During conflict the potential for environmental damage with serious consequences for the civilian population is vast. Therefore protecting civilians during and after conflict must go hand in hand with protecting the environment they depend on.
Legal protection for the environment during and after armed conflict lags far behind that afforded to it during peacetime. Dozens of peacetime environmental laws seek to limit pollution and other forms of harm and help protect health, livelihoods and ecosystems. Yet when it comes to conflict, International Humanitarian Law does little to stop damage to the environment, with serious implications for the protection of civilians.
Although conflict and the conditions associated with it are always damaging to the environment, at present there is a huge imbalance between the perceived military needs of combatants and the needs of environmental protection. The Toxic Remnants of War Network therefore believes that there is great scope for action to minimise environmentally damaging military behaviours and for properly assessing and addressing damage when it does occur.

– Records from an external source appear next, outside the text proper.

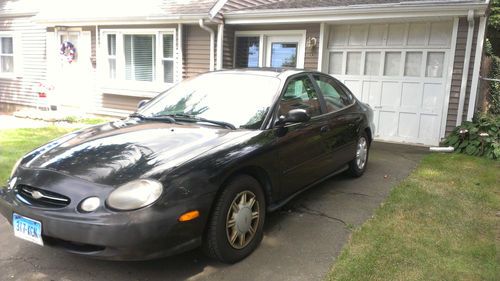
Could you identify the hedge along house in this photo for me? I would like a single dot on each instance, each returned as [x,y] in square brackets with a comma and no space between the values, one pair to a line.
[415,62]
[124,51]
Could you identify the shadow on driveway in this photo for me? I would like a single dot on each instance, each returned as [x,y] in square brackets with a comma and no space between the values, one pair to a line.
[301,240]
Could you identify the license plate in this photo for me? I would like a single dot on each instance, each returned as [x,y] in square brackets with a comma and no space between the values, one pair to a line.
[27,229]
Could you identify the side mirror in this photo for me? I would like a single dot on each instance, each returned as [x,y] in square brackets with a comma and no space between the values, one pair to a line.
[294,116]
[142,103]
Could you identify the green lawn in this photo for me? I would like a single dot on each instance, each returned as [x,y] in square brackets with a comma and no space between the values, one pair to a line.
[15,143]
[438,224]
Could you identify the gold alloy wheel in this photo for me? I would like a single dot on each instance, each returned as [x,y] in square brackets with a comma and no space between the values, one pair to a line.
[242,219]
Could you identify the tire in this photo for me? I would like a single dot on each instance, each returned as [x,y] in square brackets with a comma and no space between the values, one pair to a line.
[357,166]
[234,231]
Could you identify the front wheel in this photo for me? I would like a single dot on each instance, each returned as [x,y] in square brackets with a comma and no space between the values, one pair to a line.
[236,225]
[358,165]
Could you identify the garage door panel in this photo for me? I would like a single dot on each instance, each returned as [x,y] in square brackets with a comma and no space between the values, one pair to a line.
[431,100]
[429,127]
[411,95]
[355,87]
[440,34]
[387,123]
[408,125]
[396,34]
[391,93]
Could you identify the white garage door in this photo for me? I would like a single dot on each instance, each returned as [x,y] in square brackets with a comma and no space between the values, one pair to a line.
[400,69]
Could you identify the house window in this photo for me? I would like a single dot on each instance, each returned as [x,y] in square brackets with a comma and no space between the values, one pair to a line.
[6,55]
[247,51]
[112,55]
[168,58]
[269,48]
[140,55]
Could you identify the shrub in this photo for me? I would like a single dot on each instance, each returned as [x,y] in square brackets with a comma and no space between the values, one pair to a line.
[481,137]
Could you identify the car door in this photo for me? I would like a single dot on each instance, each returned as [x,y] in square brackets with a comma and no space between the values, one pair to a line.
[301,150]
[343,121]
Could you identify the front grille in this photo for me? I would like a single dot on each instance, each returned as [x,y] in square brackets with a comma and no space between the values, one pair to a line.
[40,198]
[72,246]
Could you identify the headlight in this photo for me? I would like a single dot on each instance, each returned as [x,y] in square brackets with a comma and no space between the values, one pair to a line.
[15,167]
[135,194]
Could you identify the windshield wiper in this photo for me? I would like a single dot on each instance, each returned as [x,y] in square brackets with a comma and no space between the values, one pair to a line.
[194,118]
[153,118]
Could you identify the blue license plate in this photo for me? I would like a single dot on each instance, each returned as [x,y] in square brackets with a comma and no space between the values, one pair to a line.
[27,229]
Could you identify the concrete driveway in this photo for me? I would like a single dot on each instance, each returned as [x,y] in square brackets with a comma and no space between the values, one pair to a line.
[301,241]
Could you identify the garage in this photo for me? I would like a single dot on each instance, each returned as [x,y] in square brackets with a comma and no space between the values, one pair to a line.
[401,69]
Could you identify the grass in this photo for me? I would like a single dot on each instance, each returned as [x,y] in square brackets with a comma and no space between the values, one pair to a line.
[438,224]
[14,143]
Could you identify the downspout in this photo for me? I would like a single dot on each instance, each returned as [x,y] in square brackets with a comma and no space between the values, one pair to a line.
[465,71]
[180,57]
[477,67]
[220,47]
[212,43]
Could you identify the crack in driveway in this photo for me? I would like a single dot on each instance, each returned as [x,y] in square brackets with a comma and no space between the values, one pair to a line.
[302,208]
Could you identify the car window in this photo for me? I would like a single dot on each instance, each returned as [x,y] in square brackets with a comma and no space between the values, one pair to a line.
[300,93]
[334,96]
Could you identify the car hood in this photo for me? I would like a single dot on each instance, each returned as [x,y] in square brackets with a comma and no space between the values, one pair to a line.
[117,152]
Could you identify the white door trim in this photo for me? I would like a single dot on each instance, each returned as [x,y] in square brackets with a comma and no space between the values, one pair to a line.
[450,77]
[286,39]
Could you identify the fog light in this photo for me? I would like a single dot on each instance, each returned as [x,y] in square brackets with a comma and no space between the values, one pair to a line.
[90,204]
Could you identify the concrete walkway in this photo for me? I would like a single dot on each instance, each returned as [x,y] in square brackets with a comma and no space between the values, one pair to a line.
[301,241]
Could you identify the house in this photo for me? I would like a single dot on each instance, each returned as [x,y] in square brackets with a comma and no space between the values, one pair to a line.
[416,62]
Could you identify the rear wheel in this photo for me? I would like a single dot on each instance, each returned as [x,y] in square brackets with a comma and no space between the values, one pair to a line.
[236,226]
[358,165]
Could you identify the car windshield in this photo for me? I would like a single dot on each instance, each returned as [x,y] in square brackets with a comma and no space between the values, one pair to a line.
[239,99]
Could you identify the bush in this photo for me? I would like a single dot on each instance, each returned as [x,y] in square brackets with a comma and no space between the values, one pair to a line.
[481,137]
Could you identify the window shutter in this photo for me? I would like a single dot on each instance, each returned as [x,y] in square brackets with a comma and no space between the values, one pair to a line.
[139,57]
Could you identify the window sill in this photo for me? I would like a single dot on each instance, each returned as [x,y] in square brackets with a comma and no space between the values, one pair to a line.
[11,76]
[134,88]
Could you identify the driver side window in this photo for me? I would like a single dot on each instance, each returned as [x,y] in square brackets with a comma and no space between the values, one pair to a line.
[300,93]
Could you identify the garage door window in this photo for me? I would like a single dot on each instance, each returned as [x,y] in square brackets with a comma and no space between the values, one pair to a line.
[435,62]
[413,64]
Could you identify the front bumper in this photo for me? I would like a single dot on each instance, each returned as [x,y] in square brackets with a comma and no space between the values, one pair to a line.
[143,234]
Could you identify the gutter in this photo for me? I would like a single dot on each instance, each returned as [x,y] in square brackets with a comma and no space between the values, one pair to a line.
[220,47]
[212,43]
[180,53]
[192,19]
[465,70]
[354,12]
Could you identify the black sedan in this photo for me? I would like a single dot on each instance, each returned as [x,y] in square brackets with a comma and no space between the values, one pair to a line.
[199,165]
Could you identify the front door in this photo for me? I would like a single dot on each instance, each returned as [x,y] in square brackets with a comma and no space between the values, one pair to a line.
[285,51]
[73,69]
[302,150]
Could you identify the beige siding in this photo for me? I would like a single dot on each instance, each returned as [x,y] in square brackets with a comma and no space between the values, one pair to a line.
[458,65]
[312,30]
[29,52]
[228,46]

Four decades of progress in the field of International Environmental Law has demonstrated that progress is possible using systems that ensure both visibility and accountability for environmental damage. However, it has also shown that progress is rarely achieved voluntarily.
The Toxic Remnants of War Network believes that these globally accepted principles should be used to inform protection and response during and after armed conflict. In doing so we call for the establishment of a stronger standard, whose aim is to protect civilians and the environment upon which they depend.
Importantly, such a standard should provide a permanent vehicle for reviewing the acceptability of the most environmentally damaging military practices.
It should also formalise international assistance and cooperation for dealing with the environmental legacy of conflicts; ensure that those harmed by incidents are identified and properly assisted; ensure robust and independent monitoring of environmental damage during conflicts, whether caused by state or non-state actors; and create a stable system of funding and review to guarantee that the complex long-term environmental assistance programmes necessary after conflicts are adequately supported.
Whilst protection of the environment is vital in its own terms, in this context it is also fundamental to the immediate and long-term protection of civilians. Without greater protection for the environment from the effects and legacy of conflict, pollution and degradation will continue to increase the vulnerability and suffering of civilians long after hostilities end.